It's almost too hard to go on, without Sam. Yesterday the Kansas senator cashed in his unconsecrated chips at the Hilton Washington Hotel, where 2,000 of his fellow thumpers had gathered in attendance at the "Value Voters Summit" to witness his unofficial withdrawal from the secular sewer of presidential campaigning.
There is, however, hope. First, "Political observers in Kansas expect that he will seek the governor's office in 2010," positioning him nicely as an apostolic state executive readied for ascension in 2012 or '16. And even more hopeful were Sam's words themselves: "My yellow brick road came just short of the White House this time" -- those final two words representing a calculated coyness that ranks as perhaps the earliest campaign announcement in the history of national salvation.
Yet other than that futuristic promise, despair has settled in, among and throughout the authoritarian-Christian community. They're put-out, flummoxed and peeved, for the blessed pickings are thin -- even thinner than the transubstantiating wafers they rapturously dine on each week.
Oh, sure, there's former governor Mike Huckabee. But if ever there was a strategic face that bespoke "vice-presidential candidate," it is his. And now it's a sure thing he won't be attending funerals and non-alcoholic cocktail parties for his would-have-been boss, Sam, which leaves the thumpers with -- holy gasps -- a Mormon, a Moderate and a Monotony.

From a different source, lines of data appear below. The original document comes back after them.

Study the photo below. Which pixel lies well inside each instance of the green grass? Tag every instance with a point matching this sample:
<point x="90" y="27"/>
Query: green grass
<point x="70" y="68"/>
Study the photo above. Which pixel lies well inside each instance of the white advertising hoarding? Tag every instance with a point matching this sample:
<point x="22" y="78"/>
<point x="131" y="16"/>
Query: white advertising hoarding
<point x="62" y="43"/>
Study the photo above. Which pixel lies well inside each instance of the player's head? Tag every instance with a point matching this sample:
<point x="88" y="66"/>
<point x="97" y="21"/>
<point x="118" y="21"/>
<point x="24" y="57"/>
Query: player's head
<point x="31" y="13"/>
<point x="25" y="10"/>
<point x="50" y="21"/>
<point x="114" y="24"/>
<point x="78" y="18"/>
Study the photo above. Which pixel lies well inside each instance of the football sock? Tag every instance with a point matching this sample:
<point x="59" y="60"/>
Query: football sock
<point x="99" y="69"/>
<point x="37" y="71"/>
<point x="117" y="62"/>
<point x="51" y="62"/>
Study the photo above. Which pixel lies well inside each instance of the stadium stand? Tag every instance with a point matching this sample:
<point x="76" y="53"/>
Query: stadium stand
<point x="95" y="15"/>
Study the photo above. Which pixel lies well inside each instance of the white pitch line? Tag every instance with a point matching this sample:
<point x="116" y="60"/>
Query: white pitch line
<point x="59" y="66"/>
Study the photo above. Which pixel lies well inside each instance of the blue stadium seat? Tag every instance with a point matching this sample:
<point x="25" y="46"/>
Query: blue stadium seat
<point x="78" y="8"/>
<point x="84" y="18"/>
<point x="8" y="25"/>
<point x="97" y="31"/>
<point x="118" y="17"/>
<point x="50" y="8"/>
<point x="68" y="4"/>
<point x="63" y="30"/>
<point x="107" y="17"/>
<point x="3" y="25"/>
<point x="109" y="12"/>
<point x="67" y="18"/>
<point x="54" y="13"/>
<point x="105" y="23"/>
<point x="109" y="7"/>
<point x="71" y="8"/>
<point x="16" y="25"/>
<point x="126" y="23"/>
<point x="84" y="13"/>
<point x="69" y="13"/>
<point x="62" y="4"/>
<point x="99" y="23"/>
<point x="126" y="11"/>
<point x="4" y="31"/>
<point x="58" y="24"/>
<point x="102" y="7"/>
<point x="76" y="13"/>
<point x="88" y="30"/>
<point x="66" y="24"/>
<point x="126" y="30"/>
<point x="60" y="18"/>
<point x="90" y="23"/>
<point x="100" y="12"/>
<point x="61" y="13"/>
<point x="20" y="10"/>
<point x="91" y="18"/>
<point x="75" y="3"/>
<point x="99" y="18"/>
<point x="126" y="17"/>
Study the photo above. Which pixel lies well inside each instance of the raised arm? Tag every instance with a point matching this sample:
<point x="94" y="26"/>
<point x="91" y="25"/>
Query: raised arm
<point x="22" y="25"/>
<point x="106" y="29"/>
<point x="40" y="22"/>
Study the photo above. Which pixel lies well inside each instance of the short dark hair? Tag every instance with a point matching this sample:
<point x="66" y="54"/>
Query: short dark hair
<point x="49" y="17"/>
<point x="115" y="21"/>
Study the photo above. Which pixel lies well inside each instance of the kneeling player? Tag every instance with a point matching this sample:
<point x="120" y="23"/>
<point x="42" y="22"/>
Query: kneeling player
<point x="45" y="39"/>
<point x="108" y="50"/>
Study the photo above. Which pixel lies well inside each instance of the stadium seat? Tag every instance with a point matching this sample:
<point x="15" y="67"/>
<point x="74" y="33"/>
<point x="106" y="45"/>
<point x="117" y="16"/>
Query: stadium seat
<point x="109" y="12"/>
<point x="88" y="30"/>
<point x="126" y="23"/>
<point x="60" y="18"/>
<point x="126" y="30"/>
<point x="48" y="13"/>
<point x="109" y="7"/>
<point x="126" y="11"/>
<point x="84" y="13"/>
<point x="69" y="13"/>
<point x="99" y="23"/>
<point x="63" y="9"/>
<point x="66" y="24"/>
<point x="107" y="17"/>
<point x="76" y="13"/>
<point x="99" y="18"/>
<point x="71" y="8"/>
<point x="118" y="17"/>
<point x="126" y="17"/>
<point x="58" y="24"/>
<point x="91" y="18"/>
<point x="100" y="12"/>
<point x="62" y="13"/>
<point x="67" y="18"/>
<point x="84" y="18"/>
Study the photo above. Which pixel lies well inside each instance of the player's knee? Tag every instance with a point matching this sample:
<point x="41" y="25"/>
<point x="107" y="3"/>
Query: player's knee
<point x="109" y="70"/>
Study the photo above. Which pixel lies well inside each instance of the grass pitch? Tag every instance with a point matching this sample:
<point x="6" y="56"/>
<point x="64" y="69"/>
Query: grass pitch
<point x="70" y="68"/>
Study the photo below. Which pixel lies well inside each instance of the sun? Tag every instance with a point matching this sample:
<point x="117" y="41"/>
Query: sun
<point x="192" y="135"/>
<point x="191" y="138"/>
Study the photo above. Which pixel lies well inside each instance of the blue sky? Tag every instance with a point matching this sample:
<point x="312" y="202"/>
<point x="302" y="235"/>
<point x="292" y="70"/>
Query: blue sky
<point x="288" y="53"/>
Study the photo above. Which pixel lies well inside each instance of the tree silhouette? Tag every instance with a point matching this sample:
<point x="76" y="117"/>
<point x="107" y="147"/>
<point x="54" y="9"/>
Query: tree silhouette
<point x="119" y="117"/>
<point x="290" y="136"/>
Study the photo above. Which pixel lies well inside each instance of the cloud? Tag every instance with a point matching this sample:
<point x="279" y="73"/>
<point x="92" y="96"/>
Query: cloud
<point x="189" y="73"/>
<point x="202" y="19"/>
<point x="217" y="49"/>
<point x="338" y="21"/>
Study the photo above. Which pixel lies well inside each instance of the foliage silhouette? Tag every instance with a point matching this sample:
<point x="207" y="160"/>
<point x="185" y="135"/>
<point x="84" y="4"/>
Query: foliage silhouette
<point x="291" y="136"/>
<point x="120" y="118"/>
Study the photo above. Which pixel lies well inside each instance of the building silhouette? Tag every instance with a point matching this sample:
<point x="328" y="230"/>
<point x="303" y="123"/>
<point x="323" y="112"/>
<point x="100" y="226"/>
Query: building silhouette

At the summit, "Romney presented himself" -- one imagines on all fours -- "as the antiabortion, pro-family, pro-religion contender whom Christian conservatives are seeking." But those of the One and True Faith aren't buying it. His faith is just ... well, weird, what with all those miracles and divine revelations and strange and knowing rumors of a Second Coming and all that really unbelievable stuff. Plus his horns come out at night when Christian conservatives sit down and witness all those antique videos of Mitt presenting himself as the pro-choice, pro-gay rights contender whom Christian conservatives can't piously get over. No, Mitt just won't do.
Then there's Rudy, who "is scheduled to face [down] the group this morning with a message that emphasizes areas where he agrees with social conservatives, such as national security, taxes and the economy." That is, of course, a shell game, and authoritarian Christians won't be dazzled by ungodly distractions like a healthy economy.
Gary Bauer, whom James Dobson rankled by calling for a GOP alternative, has told the national-security authoritarians over at the Weekly Standard that "Rudy will have to ... embrace in public certain things that he's not been willing to do." If that was a plea, Gary, you'll get your answer this morning. Rudy isn't budging.
And finally there's Fred -- or at least we think there's Fred -- who barely bothered to get out of his p.j.s yesterday to deliver monotonal banalities that usually stir the pious masses, but in this case received only "polite applause." He then partially redeemed himself with this chestnut: In his first presidential hour, he would "go into the Oval Office, close the door and pray." So would we, Fred.
But it wasn't enough. Yea, verily, not nearly enough. As one disappointed attendee, a certain Ronald Sell, put it: "He didn’t look good.... If he was the candidate, we’d be in trouble."
Here's one of those good news/bad news things, Mr. Sell. Fred won't be your candidate, but you're still in trouble.
Why? Because you're looking for a divine savior in this pigsty of humanity. You have yet to grasp that God -- if a God there be -- gave you and us the rational tools to make our own little heaven here on Earth, if only we would. But beyond the provisioning of those tools, He, the Tough Lover, ain't gonna help much.
If you, Mr. Sell, believe Faith will do the trick of bringing about divine meddling into secular affairs, just look around you -- literally, for Heaven's sake. There are plenty of equally Faithful teenage girls, for instance, being beaten, raped and burned out of their homes, if not worse, in that regional hellhole of Darfur, yet their pitiable pleadings go unanswered from above.
Yet you, Mr. Sell, and your like-minded brethren believe He profoundly gives a Holy rip about your straw polls and presidential beauty contests?
Furthermore, Mr. Sell. if you honestly believe in His omniscience, He already knows how all the contests will turn out, so kick back and relax and accept the predestined inevitable.
On the other hand, if He awaits anything with uncertainty -- if free will is a player at all down here -- what He awaits is your grasping of the secular-to-divine reality that we should, simply, be our brothers' keepers. I believe that's in your Book, Mr. Sell, which contains a mention or two about seed spilling, but also thousands about poverty, et al.
So take your misguided hatreds and false pieties and petty prejudices and authoritarian attitudes somewhere else. And don't get pissed off when you belatedly discover that if God has any kind of plan, it is -- to your way of thinking -- an abominably progressive one.